- Culture
- 14 Apr 04
Sacreligious even by the standards Hollywood insists on applying to children’s literature, the utterly excruciating C**t In The Hat really should motivate the late Dr.Seuss’s estate to take out a barring order against anyone who would dare fuck with his creations
Sacreligious even by the standards Hollywood insists on applying to children’s literature, the utterly excruciating C**t In The Hat really should motivate the late Dr.Seuss’s estate to take out a barring order against anyone who would dare fuck with his creations – instead, they seem perfectly happy to co-operate with these increasingly wretched enterprises.
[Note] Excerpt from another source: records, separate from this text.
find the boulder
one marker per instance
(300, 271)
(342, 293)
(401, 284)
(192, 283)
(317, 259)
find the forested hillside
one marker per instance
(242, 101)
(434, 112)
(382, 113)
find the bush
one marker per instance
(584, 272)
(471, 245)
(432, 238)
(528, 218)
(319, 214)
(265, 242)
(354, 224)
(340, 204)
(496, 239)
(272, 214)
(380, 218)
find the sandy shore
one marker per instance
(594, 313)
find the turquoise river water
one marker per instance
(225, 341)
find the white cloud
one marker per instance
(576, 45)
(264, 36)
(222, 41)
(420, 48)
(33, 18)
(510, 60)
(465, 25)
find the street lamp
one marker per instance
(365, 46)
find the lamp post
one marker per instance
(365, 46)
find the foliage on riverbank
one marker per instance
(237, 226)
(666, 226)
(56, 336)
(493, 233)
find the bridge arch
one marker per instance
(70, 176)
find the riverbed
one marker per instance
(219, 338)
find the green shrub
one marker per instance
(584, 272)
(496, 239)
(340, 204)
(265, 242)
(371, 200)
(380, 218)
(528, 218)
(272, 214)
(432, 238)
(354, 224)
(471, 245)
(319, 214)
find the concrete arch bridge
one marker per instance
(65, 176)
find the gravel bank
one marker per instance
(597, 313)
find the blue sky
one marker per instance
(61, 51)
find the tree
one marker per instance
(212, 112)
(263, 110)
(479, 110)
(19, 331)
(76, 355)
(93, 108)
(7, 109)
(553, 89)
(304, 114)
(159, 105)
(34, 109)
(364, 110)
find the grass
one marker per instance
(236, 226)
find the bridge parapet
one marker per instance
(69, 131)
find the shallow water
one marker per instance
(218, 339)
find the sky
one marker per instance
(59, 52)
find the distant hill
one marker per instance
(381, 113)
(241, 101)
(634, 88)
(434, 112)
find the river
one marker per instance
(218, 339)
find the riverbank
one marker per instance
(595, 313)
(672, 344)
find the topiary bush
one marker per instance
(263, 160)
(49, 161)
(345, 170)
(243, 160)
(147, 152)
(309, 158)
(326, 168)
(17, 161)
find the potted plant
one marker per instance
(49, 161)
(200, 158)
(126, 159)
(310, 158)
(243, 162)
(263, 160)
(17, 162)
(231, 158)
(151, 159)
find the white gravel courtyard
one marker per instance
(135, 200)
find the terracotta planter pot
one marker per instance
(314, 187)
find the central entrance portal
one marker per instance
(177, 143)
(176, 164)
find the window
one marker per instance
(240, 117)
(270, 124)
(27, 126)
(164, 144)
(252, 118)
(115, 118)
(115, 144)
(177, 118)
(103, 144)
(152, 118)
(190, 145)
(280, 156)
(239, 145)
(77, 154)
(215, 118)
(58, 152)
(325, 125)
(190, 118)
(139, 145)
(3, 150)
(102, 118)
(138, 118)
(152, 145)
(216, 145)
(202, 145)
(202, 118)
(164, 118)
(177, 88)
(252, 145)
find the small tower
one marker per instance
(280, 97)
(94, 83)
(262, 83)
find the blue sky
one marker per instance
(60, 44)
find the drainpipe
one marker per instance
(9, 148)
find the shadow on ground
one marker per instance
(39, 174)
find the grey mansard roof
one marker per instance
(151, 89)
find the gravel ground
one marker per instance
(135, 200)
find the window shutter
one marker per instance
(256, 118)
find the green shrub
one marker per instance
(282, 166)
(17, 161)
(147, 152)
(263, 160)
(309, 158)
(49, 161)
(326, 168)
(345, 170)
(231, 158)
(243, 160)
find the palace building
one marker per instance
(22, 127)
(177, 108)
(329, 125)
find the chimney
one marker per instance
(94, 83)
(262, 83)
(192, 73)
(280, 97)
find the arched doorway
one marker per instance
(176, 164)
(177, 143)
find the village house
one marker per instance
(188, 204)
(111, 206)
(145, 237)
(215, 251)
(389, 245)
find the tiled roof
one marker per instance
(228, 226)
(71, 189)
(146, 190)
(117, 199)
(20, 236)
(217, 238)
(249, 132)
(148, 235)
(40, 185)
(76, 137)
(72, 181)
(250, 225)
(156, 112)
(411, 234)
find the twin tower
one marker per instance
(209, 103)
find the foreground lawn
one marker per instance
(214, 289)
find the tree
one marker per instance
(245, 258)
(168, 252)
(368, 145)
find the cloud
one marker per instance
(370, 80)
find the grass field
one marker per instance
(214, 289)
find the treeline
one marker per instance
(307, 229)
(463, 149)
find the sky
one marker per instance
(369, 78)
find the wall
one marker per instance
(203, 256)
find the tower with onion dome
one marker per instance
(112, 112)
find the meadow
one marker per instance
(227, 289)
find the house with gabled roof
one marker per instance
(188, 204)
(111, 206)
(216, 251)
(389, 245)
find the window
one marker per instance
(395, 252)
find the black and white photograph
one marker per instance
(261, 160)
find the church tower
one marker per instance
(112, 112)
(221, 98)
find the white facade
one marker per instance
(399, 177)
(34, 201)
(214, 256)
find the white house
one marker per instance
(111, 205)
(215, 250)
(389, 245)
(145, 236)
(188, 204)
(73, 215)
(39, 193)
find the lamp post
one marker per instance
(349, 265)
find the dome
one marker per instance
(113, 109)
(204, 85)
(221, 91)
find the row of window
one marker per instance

Following on from Jim Carrey’s thoroughly unamusing efforts in 2000’s The Grinch Who Stole Christmas, the studio has opted for Mike Myers, the only man on earth capable of outdoing Carrey in the hyperactivity stakes – and while it may have seemed a good idea at the time (kids adore Austin Powers) the results are so dire they have to be seen to be believed.
Incompetent beyond description in all areas except that of set design, The Cat in the Hat is unworthy of comparison to any kids’ film of the last ten years, with the singular exception of 1996’s The Stupids, which it resembles in several respects. Myers is the primary culprit, with an insufferable display of desperately forced, clownish ear-to-ear grinning, but it would be thoroughly unfair to blame him entirely for the mess, with no humour or imagination whatsoever applied to the plot. Said plot, of course, concerns a chronically mischievous feline intruder who arrives, unannounced and uninvited, in the house of two unpleasantly spoilt American kids while their mom is out at work, and then proceeds to wreak havoc on the house, in the process appealing to kids’ basest anarchic, destructive impulses.
The only thing about Cat in the Hat that resembles a saving grace is its merciful 82-minute duration, but anyone who has ever enjoyed any of Seuss’ work is duty-bound to steer as wide a berth as humanly possible.